Procedural Pattern: Social Anxiety and Avoidance

A common repetition or procedural pattern for my clients who struggle with social anxiety is avoidance. Through past painful encounters, a person might learn that it feels better to avoid a situation than face the feelings of rejection or hurt that might arise if they try to connect with a new friend or engage in a new activity.

The impulse to avoid is strong and it offers an immediate reinforcement: they feel relieved as soon as they avoid. Yet once the immediate relief subsides, they typically feel the old embarrassment, remorse, or loneliness connected with the avoidance. Often my clients will attack themselves with aggressive thoughts that put them down for not trying to engage in the new connection.

And the cycle continues.

The cycle in social anxiety can be interrupted at any point. We can predict that we are entering into a situation that could cue the old feelings. We could anticipate that the old pattern of avoidance might arise as our stress related to the potential for connection increases. If we act on the avoidance, we can notice that we are doing it and encourage ourselves to lean into the fear and do the opposite of how we feel.

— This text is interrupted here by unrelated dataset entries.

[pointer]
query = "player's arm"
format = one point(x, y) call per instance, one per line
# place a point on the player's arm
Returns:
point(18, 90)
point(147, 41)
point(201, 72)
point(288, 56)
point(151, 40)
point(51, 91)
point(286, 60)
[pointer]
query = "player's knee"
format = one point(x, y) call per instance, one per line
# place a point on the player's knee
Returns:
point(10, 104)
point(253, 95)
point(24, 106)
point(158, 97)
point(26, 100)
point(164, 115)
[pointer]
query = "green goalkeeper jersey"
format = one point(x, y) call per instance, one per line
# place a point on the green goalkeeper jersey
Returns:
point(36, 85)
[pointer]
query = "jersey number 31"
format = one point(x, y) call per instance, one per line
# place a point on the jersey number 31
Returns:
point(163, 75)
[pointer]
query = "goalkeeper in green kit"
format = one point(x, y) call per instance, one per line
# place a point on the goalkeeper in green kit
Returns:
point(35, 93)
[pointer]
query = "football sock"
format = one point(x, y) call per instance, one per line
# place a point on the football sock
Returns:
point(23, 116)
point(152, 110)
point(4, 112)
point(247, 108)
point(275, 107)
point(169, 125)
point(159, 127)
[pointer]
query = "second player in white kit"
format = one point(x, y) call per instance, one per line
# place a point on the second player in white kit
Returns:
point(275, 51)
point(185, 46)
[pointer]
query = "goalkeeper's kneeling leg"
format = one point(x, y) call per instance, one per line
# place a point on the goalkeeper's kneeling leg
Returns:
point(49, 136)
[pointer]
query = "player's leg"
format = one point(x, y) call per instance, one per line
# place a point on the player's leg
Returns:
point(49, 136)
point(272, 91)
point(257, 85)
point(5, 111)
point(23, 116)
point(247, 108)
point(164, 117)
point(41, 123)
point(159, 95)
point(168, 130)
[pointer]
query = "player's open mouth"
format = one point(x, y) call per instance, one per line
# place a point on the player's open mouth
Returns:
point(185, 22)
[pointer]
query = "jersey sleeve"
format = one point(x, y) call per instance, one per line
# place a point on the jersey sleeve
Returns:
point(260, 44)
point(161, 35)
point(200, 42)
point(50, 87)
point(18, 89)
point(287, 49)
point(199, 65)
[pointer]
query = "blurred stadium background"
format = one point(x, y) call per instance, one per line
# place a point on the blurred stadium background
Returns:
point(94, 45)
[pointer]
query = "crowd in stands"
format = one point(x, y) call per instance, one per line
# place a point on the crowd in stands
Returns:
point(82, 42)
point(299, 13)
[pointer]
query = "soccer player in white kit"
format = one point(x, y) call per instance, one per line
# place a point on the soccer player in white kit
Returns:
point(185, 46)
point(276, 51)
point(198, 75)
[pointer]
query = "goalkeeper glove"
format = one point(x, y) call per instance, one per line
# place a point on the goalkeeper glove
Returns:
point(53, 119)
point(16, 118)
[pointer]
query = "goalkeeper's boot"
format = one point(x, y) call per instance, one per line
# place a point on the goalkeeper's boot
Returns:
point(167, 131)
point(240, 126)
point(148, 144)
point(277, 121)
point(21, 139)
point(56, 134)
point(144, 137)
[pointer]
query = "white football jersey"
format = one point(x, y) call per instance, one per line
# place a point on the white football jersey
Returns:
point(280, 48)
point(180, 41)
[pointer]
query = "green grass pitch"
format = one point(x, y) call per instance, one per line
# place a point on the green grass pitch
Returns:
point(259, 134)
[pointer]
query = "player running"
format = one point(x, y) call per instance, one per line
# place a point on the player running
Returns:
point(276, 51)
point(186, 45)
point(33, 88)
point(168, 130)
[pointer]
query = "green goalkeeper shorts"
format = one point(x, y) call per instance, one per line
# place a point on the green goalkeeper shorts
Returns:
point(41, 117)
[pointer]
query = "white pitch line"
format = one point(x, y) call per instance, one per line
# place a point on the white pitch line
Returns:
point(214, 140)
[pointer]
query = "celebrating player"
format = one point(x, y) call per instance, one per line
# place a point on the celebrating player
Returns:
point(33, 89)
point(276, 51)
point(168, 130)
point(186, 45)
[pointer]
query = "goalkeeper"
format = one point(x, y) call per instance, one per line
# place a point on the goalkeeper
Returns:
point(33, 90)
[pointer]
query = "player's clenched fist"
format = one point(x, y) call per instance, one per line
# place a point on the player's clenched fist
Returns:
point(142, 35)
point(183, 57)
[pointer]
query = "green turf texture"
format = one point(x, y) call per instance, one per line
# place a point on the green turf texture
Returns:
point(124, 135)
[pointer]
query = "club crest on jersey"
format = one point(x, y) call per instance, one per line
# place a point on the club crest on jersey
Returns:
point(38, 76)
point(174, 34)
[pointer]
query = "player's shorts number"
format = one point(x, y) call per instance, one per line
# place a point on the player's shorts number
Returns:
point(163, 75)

When we act in a new way, especially in the heat of a pattern, the potential for change is big. We can actively interrupt the pattern by acting in a new way. This new action creates new pathways in the brain and lays the groundwork for new responses in the future, making it easier for us to stop avoiding and continue to respond in new ways. Even if we engage in the old pattern of avoidance, we can still interrupt of the pattern when we get into the aftereffects of the behavior.

When the shame, guilt or self-attack arises, we have an opportunity to change our pattern by being thoughtful, understanding instead of judging, and talking it through, changing the shame or guilt into self-understanding creates a new experience of self-compassion. If the pattern is to be hard on ourselves after we’ve reacted in the same old way, we can interrupt this by choosing to be gentle, kind and understanding. This changes our brains too making the chances higher that the next time we are in this pattern, we might be more likely to do something different.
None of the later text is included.